Back in real life, however, what I have to spend the rest of this week and probably some part of the weekend doing is getting my tax documents and spreadsheets together. While we have highly paid accountants to work out the intricate tax details of our investment property empire (such as it is), we can’t really afford to just throw all our receipts at them and let them do all the work. Which means that around this time every year I have to pull together a ten-page spreadsheet of itemised income and expenditure statements, together with the usual huge bundles of invoices, bank statements and income summaries.

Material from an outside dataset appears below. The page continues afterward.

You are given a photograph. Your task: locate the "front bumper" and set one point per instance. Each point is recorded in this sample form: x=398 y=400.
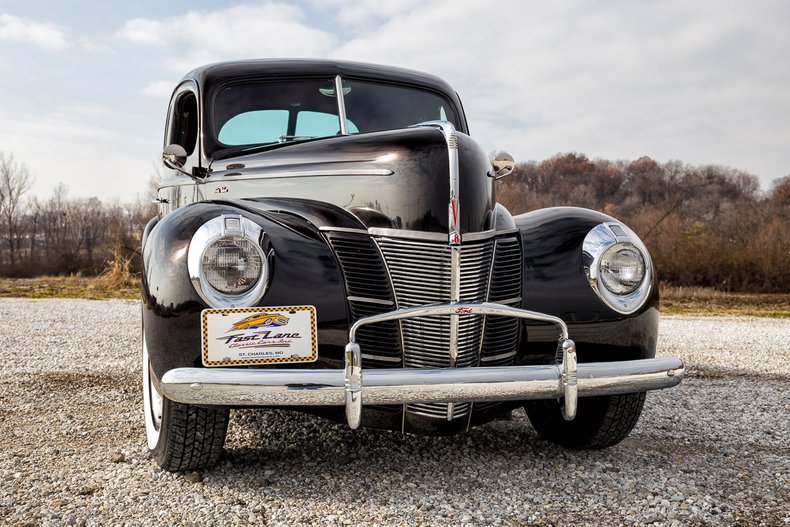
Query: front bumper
x=351 y=388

So far the only fun thing about preparing this  year’s spreadsheet has been adding a line item in my income statement for income from writing. First step on the long and probably neverending journey to a professional career in writing! If nothing else, it gives me a target to aim at for next year.

 

 

[1] The previous iteration still exists, mostly unlinked-to, like a confused and irritable ghost meandering about the halls of an orange-hued gothic manor. Do not attempt to engage it, for its ill-focused ennui is both parasitic and contagious, a bit like all the comment spam that has nestled in it for warmth and nutrients.

[2] That said, I found more to like than dislike in the eight stories of Season 7B than in any previous stretch of the Twelfth Doctor run, even though those very qualities have been wound up to Ramming Speed.